Niigata University of Health and Welfare and Edith Cowan University have discovered that only lifting weights for three seconds each day could improve muscle strength over time. They found that doing one bicep curl with maximum effort daily could increase muscle strength by up to 10% in one month.
How researchers conducted the study
The researchers gathered 39 college students and asked them to do a muscle contraction each day for three days. Volunteers would repeat this five days a week until the study was over. The experiment took place for four weeks.

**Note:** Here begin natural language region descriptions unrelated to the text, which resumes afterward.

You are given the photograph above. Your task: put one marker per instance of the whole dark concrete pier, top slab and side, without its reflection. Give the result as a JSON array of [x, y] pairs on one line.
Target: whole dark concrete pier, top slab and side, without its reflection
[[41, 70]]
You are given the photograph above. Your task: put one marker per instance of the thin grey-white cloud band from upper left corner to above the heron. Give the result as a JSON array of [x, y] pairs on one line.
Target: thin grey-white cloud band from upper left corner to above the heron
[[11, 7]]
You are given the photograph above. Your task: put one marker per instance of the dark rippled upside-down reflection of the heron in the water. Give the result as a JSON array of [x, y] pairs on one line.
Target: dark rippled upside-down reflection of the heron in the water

The team asked the volunteers to perform different forms of muscle contraction exercises. These were eccentric, isometric, and concentric bicep curls. One group of students, which acted as the control, did not participate in the exercise. Before the experiments, the researchers had measured the maximum voluntary contraction of each participant. They retook this test at the end of the study.
Researchers discovered that the group that performed eccentric bicep curls gained the most muscle strength. The group that didn’t do any exercises didn’t gain muscle strength.
According to the lead researcher from Edith Cowan University, Professor Ken Nosaka, the study proves that even minimal exercise, if done at full effort, could improve muscle strength. These findings contradict the belief that people need a lot of exercises to be healthy. They instead encourage people to focus on good quality exercise rather than the time.
The study focused on different stages of a bicep curl
A typical bicep curl involves eccentric, concentric, and isometric motions. However, it is possible to separate these movements from each other. For the isometric curl, the muscle remains stationary while someone holds a weight. A concentric action involves one moving the arms with the weight towards their chest, causing the muscle to shorten.
The eccentric action is usually the last motion for people lifting weights. It involves pulling your arm away from your chest while holding the weight. This action causes the muscle to lengthen.
The team found that eccentric bicep curl to be the most beneficial despite all three of them increasing muscle strength. The reason is that eccentric action used the most effort—the students who performed this movement experience a 12.8% increase in muscle strength.